Si se busca en Google el nombre “Rubén Genaro Pinto”, las escasas entradas que aparecen –nueve– se refieren, en su totalidad, al documental Años de calle, de Alejandra Grinschpun.
Rubén Genaro Pinto fue un niño de la calle que malvivía en la ciudad de Buenos Aires como los 3.500 calculados por el gobierno local en 2005, cifra que se estima se triplicó desde entonces. Esa tragedia que es parte de una mayor –en América latina son 40 millones los niños que viven y/o trabajan en la calle– llega al espectador con sencillez y sin anestesia en el documental de Grinschpun, que participó del Bafici y de la reciente Segunda Semana de Cine Documental, ganó el premio al “Mejor Documental Nacional” en el Festival de Cine de Derechos Humanos 2013 y tendrá su estreno comercial entre marzo y abril de 2014.
La película participa este mes en la competencia oficial del Festival Internacional de Cine de Zürich. “Me gusta que la première europea sea en Zurich, porque creo que presentamos una temática de la que allí no tienen idea, podemos dar una visión de algo que seguramente la mayoría de las personas desconoce”, dijo la directora a Miradas al Sur. “Pero también queremos proyectar la película en lugares donde podamos generar debate, como universidades y escuelas. Lo más importante de mostrar Años de calle es lo que sucede después. Cuando terminó la presentación en la sala Gaumont en el ciclo de Cine Documental, se me acercó un señor grande, un linyera que vive en la calle en esa zona del Congreso; me dio la mano fuerte y me miró a los ojos. Le pregunté: ‘¿Le gustó?’ Y me contestó: ‘No es cuestión de gustos, es cuestión de contenidos’. Se dio media vuelta y se fue, y me dejó emocionada porque seguramente la película tiene un montón de errores, pero estoy contenta y orgullosa por lo que surge de la gente después de la proyección.”
Otra vez un hombre le dijo: “Yo soy una de estas historias. Viví en la calle hasta los siete años. Ahí me levantó un señor que tenía una panadería y me enseñó el oficio, y a partir de ahí cambió mi vida”. Y otro: “Yo soy uno de esos… era –se corrigió– una de esas personas que veía un chico de la calle y de lejos decía ‘no, no’ y miraba para otro lado… A partir de este momento sé que salgo a la calle y lo miro diferente”.

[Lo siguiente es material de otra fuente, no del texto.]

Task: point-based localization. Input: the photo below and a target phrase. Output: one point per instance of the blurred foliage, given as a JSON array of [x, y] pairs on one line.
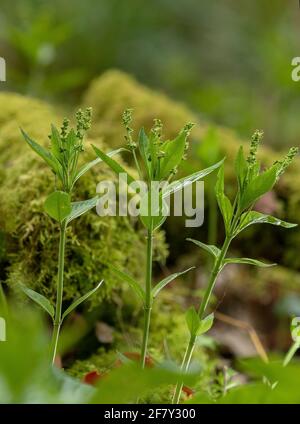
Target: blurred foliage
[[270, 384], [29, 236], [231, 61], [28, 378], [114, 91]]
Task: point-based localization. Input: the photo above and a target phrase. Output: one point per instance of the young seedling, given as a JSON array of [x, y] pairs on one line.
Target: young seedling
[[156, 162], [62, 157], [237, 216]]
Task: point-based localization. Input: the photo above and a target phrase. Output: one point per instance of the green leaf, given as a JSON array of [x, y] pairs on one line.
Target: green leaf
[[43, 153], [159, 286], [56, 143], [193, 320], [258, 187], [241, 167], [94, 162], [209, 149], [206, 324], [186, 181], [115, 166], [253, 217], [138, 382], [223, 201], [144, 150], [153, 219], [248, 261], [195, 325], [213, 250], [39, 299], [79, 208], [58, 205], [80, 300], [131, 281], [174, 150]]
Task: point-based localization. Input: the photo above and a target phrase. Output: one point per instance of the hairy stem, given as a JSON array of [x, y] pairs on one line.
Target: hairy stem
[[59, 293], [148, 299], [293, 349], [204, 303]]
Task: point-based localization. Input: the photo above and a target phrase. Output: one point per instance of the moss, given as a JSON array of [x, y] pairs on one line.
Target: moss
[[114, 91], [32, 238], [19, 111]]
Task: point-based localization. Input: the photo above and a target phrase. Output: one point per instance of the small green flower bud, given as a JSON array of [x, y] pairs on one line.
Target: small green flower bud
[[255, 141]]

Cuando evoca esos testimonios, Grinschpun siente que justifican los doce años que dedicó a realizar este documental que cuenta cómo se desarrollaron de la infancia a la juventud cuatro chicos de la calle: Rubén Genaro Pinto, GracielaGachi Fernández, Ismael Fernández, Andrés Berón. Vidas que buscan representar, cada una, una faceta de qué implica ser niño y vivir en la calle: “Gachi trae la cuestión de ser mujer y estar en la calle; Ismael, la posibilidad de resiliencia y de transformación y de reconstrucción de la vida; Andrés, los efectos de la institucionalización, las consecuencias de que un chico se vincule con el mundo sólo mediante los hogares y las cárceles; y Rubén, las familias detrás de estos chicos, los pocos o nulos recursos que tienen para sostenerse”. En Zurich difícilmente entiendan qué son esos números dentro de círculos que rebotan como juegos de espejos en las puertas de vidrio de la pequeña cabina (un locutorio) desde donde la madre de Rubén llama para pedir información sobre su hijo. Lo último que la mujer supo de él es que fue detenido en la Comisaría 12 en 2007: Rubén también representa la desaparición en la calle.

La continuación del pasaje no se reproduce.